Different Wipers Identified in South Korean Cyber Attack

Our analysis of Trojan.Jokra, the threat which recently caused major outages within the Korean Broadcasting and Banking sectors, has produced another wiper.

Security researchers the past few days have been discussing the wiper component found in this Trojan, specifically different wiper versions and the timings involved.

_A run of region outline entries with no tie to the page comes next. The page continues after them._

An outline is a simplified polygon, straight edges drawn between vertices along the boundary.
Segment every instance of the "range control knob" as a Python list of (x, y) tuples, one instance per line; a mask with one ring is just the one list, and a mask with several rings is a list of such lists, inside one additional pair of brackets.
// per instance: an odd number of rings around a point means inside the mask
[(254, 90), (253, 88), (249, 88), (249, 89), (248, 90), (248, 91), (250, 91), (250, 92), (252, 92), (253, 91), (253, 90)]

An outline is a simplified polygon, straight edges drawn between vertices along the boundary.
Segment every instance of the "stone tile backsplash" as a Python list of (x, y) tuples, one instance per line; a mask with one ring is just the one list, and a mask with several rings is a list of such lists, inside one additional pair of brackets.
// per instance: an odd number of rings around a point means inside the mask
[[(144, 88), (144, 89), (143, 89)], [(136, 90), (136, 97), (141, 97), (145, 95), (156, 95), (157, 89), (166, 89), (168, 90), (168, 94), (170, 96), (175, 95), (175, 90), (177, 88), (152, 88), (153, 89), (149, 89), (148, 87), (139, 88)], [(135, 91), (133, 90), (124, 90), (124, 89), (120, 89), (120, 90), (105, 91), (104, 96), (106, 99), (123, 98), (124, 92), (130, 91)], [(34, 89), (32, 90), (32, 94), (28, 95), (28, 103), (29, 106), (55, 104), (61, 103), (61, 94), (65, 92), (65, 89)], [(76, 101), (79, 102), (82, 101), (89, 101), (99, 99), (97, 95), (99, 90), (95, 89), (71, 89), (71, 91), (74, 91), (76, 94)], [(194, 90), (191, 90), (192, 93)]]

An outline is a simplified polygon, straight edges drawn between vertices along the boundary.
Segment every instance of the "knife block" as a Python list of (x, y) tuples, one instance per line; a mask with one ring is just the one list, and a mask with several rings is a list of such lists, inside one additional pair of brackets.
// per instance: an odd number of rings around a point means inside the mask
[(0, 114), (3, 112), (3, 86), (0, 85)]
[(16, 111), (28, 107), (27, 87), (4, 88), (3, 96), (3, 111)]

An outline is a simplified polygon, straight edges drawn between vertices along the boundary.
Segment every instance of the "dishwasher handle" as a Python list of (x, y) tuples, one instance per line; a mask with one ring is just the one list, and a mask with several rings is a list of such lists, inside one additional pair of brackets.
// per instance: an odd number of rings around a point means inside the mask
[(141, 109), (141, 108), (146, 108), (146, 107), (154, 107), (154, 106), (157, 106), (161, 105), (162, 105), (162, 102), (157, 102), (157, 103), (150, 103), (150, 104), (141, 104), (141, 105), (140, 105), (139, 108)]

We have seen the following strings used in four different variants:

  • PRINCIPES
  • HASTATI
  • PR!NCPES
  • HASTATI and PR!NCPES in combination
  • PRINCPES

Three wipers are packaged as a position-independent executable (PIE) and a fourth as a dynamic-link library (DLL) injection. There are also some differences in regard to the timing.
 

table1.jpg

Table. Trojan.Jokra wipers
 

Two of the wipers were instructed to immediately wipe upon execution. Another was instructed to wipe specifically at 2 PM on March 20, 2013. We have recently come across another sample (530c95eccdbd1416bf2655412e3dddb) that wipes at 3 PM on March 20, independent of year.
 

image1.jpg

Figure. Trojan.Jokra wiper countdown
 

To ensure that your machine is protected from Trojan.Jokra and other threats, please ensure that your computer has the latest patches installed and that you have the most up-to-date antivirus definitions installed.